Папа без промедления вышел из кухни. У него тоже было деланно строгое лицо.
– Ну, даже не знаю. В наше время девочки были с косами до выпускного!
Было видно, что они уже всё обговорили. Этот подбадривающий спектакль разыгрывался специально для меня.
– Полечка у нас такая красивая, глаза, брови, можем даже плойку купить, чтобы стрижку подкручивать!
– Ну, если только плойку, – папа развёл руки в стороны, – уговорили!
И они радостно и согласно рассмеялись. И я невольно заулыбалась, хоть и собиралась наутро угрюмым молчанием наказать маму за вчерашний неразговор. Всё-таки они у меня хорошие. И я правда очень-очень хотела подстричься, потому, что косы давно не модно и почти все одноклассницы подстриглись ещё год назад.
А теперь в новой куртке с карманами, отороченными тонкой полоской белого меха, со стрижкой и повязанным вместо шапки розовым шарфом, я буду прекрасна, как добрая фея, и ходить буду смело везде, где я захочу, потому что прекрасным все восхищаются и никто не смеётся!
Вся моя мечтательная беспечность разбилась вдребезги, налетев на «чапаевские» рифы у старого дерева. Я пошла в школу по аллее на следующий день, и меня там как будто бы ждали. Их было человек восемь, девочки и мальчики, во главе с Петруней, сидевшем на нижнем ореховом суку. Я приближалась, внутренне сосредоточившись, накануне решив, что я буду твёрдой и смелой. В чём это будет выражаться, я не додумала, отложив доработку героического сценария на потом. Стараясь не смотреть в сторону дерева, я усиленно делала безразличное лицо, строго собрав по местам и глаза, и брови, и губы. Где-то в животе вдруг трусливо зашевелился непереваренный завтрак.
Петруня свистнул двумя пальцами в рот. Стоявшие под деревом колыхнулись.

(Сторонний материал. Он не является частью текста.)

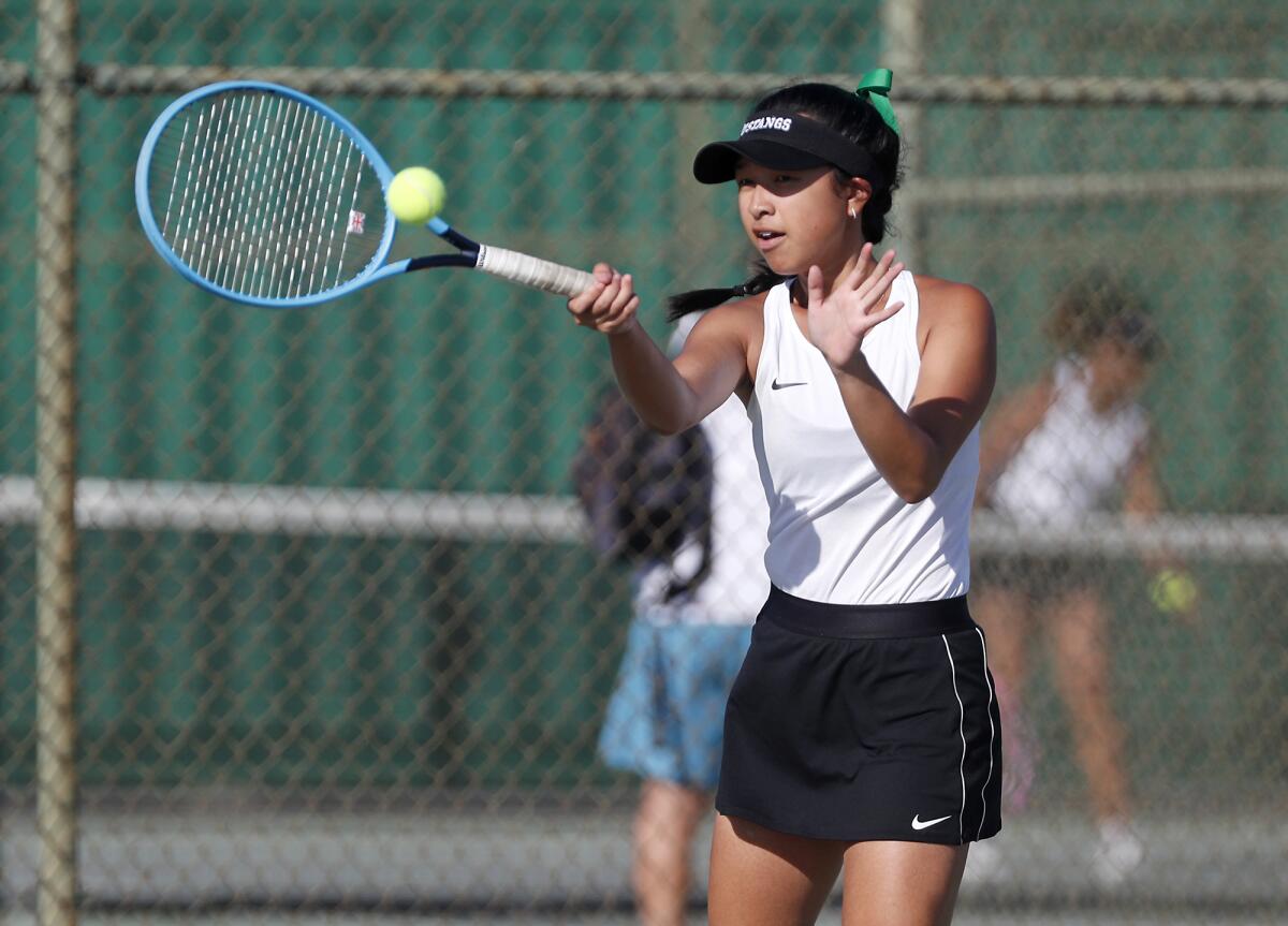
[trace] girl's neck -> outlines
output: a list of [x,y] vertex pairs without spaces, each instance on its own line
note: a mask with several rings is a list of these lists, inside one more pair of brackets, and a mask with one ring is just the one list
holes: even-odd
[[[828,272],[828,268],[823,267],[823,296],[827,298],[832,295],[832,290],[836,288],[837,282],[846,279],[850,273],[858,267],[859,252],[854,251],[835,272]],[[863,268],[863,274],[867,276],[876,267],[876,260],[868,260],[868,265]],[[808,270],[806,270],[808,273]],[[797,273],[792,279],[791,298],[792,303],[802,308],[809,308],[809,290],[806,288],[806,273]]]

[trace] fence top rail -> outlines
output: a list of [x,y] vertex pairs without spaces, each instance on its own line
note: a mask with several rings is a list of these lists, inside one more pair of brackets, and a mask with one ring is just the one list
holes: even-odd
[[[0,525],[31,524],[40,501],[30,477],[0,477]],[[179,531],[281,536],[403,537],[580,543],[576,500],[473,492],[82,478],[76,522],[89,531]],[[1288,518],[1095,514],[1070,523],[1016,524],[978,511],[975,553],[1084,554],[1104,559],[1171,553],[1215,562],[1288,562]]]
[[[793,80],[849,84],[851,73],[711,73],[702,71],[444,71],[434,68],[188,67],[81,64],[77,82],[99,95],[183,93],[219,80],[267,80],[305,93],[363,97],[747,100]],[[35,93],[40,76],[0,61],[0,93]],[[987,106],[1288,106],[1288,80],[1043,77],[903,73],[903,103]]]

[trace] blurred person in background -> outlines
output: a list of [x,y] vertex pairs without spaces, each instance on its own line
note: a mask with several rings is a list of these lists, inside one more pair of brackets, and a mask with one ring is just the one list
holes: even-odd
[[[672,353],[698,317],[680,319]],[[599,741],[611,768],[644,779],[631,873],[645,926],[685,921],[694,836],[720,774],[725,701],[769,594],[769,507],[747,412],[730,398],[698,426],[712,457],[710,562],[690,542],[636,569],[635,617]],[[694,578],[692,590],[672,592],[677,580]]]
[[[1158,349],[1144,305],[1108,276],[1087,276],[1059,296],[1047,334],[1055,364],[984,425],[980,504],[1019,527],[1074,525],[1115,504],[1137,515],[1159,511],[1150,422],[1139,401]],[[1104,581],[1094,558],[984,556],[971,598],[988,632],[1007,730],[1007,804],[1024,806],[1037,762],[1021,704],[1032,638],[1042,634],[1097,824],[1094,873],[1113,883],[1140,864],[1144,846],[1131,826],[1123,728],[1113,706]]]

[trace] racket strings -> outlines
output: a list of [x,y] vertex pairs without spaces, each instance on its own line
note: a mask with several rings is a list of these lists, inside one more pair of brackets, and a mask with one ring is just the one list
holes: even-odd
[[279,94],[224,93],[182,111],[157,140],[148,185],[175,255],[233,292],[322,292],[380,250],[384,194],[362,149]]

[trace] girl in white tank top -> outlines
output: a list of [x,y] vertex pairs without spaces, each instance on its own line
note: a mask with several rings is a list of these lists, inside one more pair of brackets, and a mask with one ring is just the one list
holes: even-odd
[[716,307],[674,362],[630,274],[599,264],[568,303],[652,428],[692,428],[730,394],[752,420],[773,585],[725,711],[715,926],[809,922],[842,864],[864,886],[848,921],[944,922],[966,845],[1001,827],[999,720],[965,603],[992,308],[873,254],[899,179],[890,80],[783,88],[698,152],[699,182],[735,182],[761,270],[672,299],[672,318]]

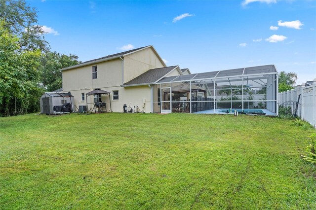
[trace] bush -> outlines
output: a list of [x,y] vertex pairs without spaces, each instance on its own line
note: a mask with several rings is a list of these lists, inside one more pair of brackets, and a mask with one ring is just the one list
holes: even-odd
[[278,115],[280,117],[292,118],[292,108],[290,106],[279,106],[278,107]]
[[294,122],[294,126],[302,126],[303,125],[303,121],[300,119],[296,119]]
[[308,142],[305,151],[307,155],[307,156],[301,155],[301,157],[307,162],[316,164],[316,153],[315,153],[316,133],[312,134],[308,138],[310,140]]

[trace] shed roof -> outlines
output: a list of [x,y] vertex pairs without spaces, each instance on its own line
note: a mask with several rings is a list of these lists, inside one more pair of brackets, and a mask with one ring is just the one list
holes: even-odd
[[[45,94],[48,95],[51,97],[69,97],[69,95],[68,93],[56,93],[55,92],[45,92],[45,93],[42,96],[43,97]],[[73,97],[74,96],[71,96],[71,97]]]
[[178,66],[153,69],[124,84],[123,86],[153,84],[176,69]]

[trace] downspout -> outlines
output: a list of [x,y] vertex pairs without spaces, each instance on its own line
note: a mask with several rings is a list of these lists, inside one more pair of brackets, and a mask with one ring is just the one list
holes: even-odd
[[59,70],[59,71],[60,71],[60,72],[61,73],[61,81],[62,81],[62,83],[61,83],[61,88],[63,89],[63,91],[64,90],[64,74],[63,73],[63,72]]
[[119,58],[122,60],[122,84],[124,84],[124,59],[122,58],[122,57],[120,57]]
[[153,87],[154,87],[154,85],[152,85],[151,86],[150,85],[148,85],[148,86],[151,88],[151,105],[152,105],[152,113],[154,113],[153,112]]

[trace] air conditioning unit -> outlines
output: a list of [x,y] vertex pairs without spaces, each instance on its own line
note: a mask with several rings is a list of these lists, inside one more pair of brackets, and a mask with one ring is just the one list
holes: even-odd
[[79,105],[79,112],[83,113],[87,112],[87,106],[86,105]]

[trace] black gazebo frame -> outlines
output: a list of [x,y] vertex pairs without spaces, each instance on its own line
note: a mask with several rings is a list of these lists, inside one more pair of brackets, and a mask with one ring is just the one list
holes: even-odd
[[[90,114],[92,114],[92,112],[93,111],[93,110],[94,109],[94,108],[96,109],[96,107],[98,107],[99,108],[99,112],[100,112],[100,107],[101,107],[102,106],[100,105],[100,102],[102,102],[100,101],[99,101],[99,99],[100,99],[100,97],[99,97],[99,96],[100,96],[101,95],[103,94],[106,94],[106,95],[109,95],[109,100],[110,101],[110,112],[112,112],[112,107],[111,105],[111,93],[110,92],[108,91],[106,91],[105,90],[101,90],[101,88],[95,88],[94,90],[93,90],[92,91],[89,92],[89,93],[87,93],[85,94],[85,98],[86,98],[86,100],[85,101],[86,102],[86,104],[87,104],[87,108],[88,107],[88,104],[95,104],[94,106],[93,107],[93,108],[92,108],[92,109],[91,111],[91,112],[90,113]],[[88,96],[90,96],[91,95],[97,95],[98,96],[98,105],[95,105],[95,103],[93,102],[93,103],[88,103]]]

– Эй, Писькина! Писькина идёт! Вонючая писька! – это были самые приличные выкрики, остальные на матерках.
Они пересмеивались и подначивали друг друга: «ты чего такой тихий сегодня, в письку втюхался, ори давай громче, да пошла ты, сама ори, Танька, хочешь такую куртку, только скажи, я для тебя щас». Я шла мимо на деревянных ногах. Слёзы уже застилали глаза, но я всё же видела, что с места компания не тронулась, переминаясь возле дерева в пределах пары шагов. Мне хватило сил, чтобы забежать по ступенькам школы прямиком в туалет, где меня долго рвало, с остановками на зарыды. Позор невыносимо жёг изнутри, его необходимо было извергнуть из себя, выплюнуть, как сгусток ядовитой крови, набухшей в раскалённом желудке. Я содрогалась всем телом, отвращение к себе доходило почти до судорог, я словно бы раздвоилась, стремясь исторгнуть из себя ту запачканную, опозоренную Полину, которая не имела отношения ко мне настоящей. Прошло два урока, прежде, чем я умылась и смогла выйти в коридор, повесить куртку и переобуться в сменные кеды в раздевалке на первом этаже. Впереди была ещё математика, а потом физкультура, на неё точно можно уже не ходить.
Моё место в классе было возле окна, во втором ряду: по причине низкого роста я не загораживала обзор тем, кто сзади. Наклонив голову, я шмыгнула за стол, и немедленно отвернулась в окно, подперев и частично прикрыв рукой щёку. Может, никто бы и не заметил моего зарёванного лица, если бы не новая стрижка. Мне пришлось откликаться на комплименты, и сказать, что меня напугала собака, такая большая, бешеная, наверное, погналась за мной прямо от самого дома, и поэтому я испугалась и плакала. Мне сочувствовали и снова хвалили за стрижку, я обмякла и даже достала расчёску и зеркало. И поправив причёску, почти что повеселела. Ровно до момента, как спустившись после уроков в раздевалку, я увидела свежевырезанное на деревянной вешалке: «Пискина потаскуха и дура». А моя прекрасная куртка, висевшая на крючке ниже, была располосована посередине спины от воротника до самого низа.